Eine solche Akzeptanz ist bei Wissensmanagement-Vorhaben die Ausnahme. Häufig überwiegen die Kritiker. Dabei gilt Akzeptanz als eine der wichtigsten Voraussetzungen für den Projekterfolg. Wer von den Mehrwerten überzeugt ist, wird die Umsetzung auch aktiv fördern. Beim Notfalldatenmanagement sitzen alle in einem Boot – und rudern in die gleiche Richtung.

Allein der Nutzen zählt

Aufgrund der Vielzahl und Heterogenität der Daten, handelt es sich beim Notfalldatenmanagement allerdings um ein besonders komplexes Wissensmanagement-Projekt. Es geht dabei nicht nur darum, die Daten initial zu erheben, sondern sie permanent aktuell zu halten und im Notfall sofort verfügbar zu machen. Anderenfalls können sie ihren unbestrittenen Mehrwert nicht entfalten.

Dass der Datenschutz dabei oberste Priorität haben muss, versteht sich von selbst. Doch diese Diskussion ist für die Patienten in dem Fall sogar sekundär. Es ist der Nutzen des Notfalldatenmanagements, der sie überzeugt.
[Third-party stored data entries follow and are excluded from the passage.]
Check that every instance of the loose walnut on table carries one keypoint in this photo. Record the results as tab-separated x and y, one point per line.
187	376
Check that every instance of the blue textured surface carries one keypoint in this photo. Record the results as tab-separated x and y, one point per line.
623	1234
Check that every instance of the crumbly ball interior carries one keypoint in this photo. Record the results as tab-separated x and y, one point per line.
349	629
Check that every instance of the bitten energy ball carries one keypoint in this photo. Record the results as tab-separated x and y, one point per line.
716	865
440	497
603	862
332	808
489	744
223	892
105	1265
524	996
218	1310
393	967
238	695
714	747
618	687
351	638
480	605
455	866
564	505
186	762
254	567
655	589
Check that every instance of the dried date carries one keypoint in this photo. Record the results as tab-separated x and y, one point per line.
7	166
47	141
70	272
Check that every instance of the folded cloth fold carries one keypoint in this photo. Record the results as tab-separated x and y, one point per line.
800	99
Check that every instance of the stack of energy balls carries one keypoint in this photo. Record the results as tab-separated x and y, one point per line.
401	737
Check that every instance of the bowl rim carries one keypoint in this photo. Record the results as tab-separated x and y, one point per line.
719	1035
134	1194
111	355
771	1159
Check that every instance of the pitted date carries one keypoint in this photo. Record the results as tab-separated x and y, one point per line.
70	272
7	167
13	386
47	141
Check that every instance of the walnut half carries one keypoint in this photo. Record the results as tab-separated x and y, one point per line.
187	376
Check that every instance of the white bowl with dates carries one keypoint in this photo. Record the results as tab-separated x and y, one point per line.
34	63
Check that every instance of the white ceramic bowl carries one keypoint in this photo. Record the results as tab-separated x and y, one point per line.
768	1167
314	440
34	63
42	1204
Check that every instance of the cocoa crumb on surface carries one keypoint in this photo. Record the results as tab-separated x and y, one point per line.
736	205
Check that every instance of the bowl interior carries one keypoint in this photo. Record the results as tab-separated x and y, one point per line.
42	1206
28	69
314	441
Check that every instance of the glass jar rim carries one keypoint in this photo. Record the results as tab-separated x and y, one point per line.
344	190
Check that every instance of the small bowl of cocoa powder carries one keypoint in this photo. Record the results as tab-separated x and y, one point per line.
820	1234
Notfalldatenmanagement als beispielhafte Lessons Learned

Die Nutzenargumentation des Notfalldatenmanagements kann als Lessons Learned für andere Wissensmanagement-Projekte im Gesundheitswesen dienen. Denn dieses Beispiel zeigt, wie kaum ein anderes, welcher Stellschraube es bedarf, um die Beteiligten von den Mehrwerten des Vorhabens zu überzeugen. Es sind keine monetären Aspekte. Auch die Frage, ob die Erfassung und das Monitoring der Daten einen Mehraufwand bedeuten, bleibt sekundär. Vielmehr geht es darum, welchen Vorteil das Projekt unter dem Strich bringt. Im Fall des Notfalldatensatzes profitieren alle Seiten vom Zuwachs an Versorgungsqualität: Den Patienten kann schneller geholfen werden. Die Mediziner verlieren keine wertvolle Zeit mit der Datenerhebung, sondern können sich sofort auf ihr Kerngeschäft – den Patienten – fokussieren.

Kliniken, die ein Wissensmanagement-Projekt initiieren, sollten daher schon in der Planungsphase den Nutzen explizieren und ihn zum Inhalt ihrer Kommunikation mit den Beteiligten machen. Das kann die Reduzierung von Überstunden bei der Einführung von Suchlösungen ebenso sein wie die Zeitersparnis bei der Implementierung der elektronischen Patientenakte. Wer seine Mitarbeiter zu Befürwortern oder gar Mitgestaltern machen will, der muss ihnen überzeugende Argumente liefern. Der Nutzen sollte dabei für jeden Einzelnen spürbar sein.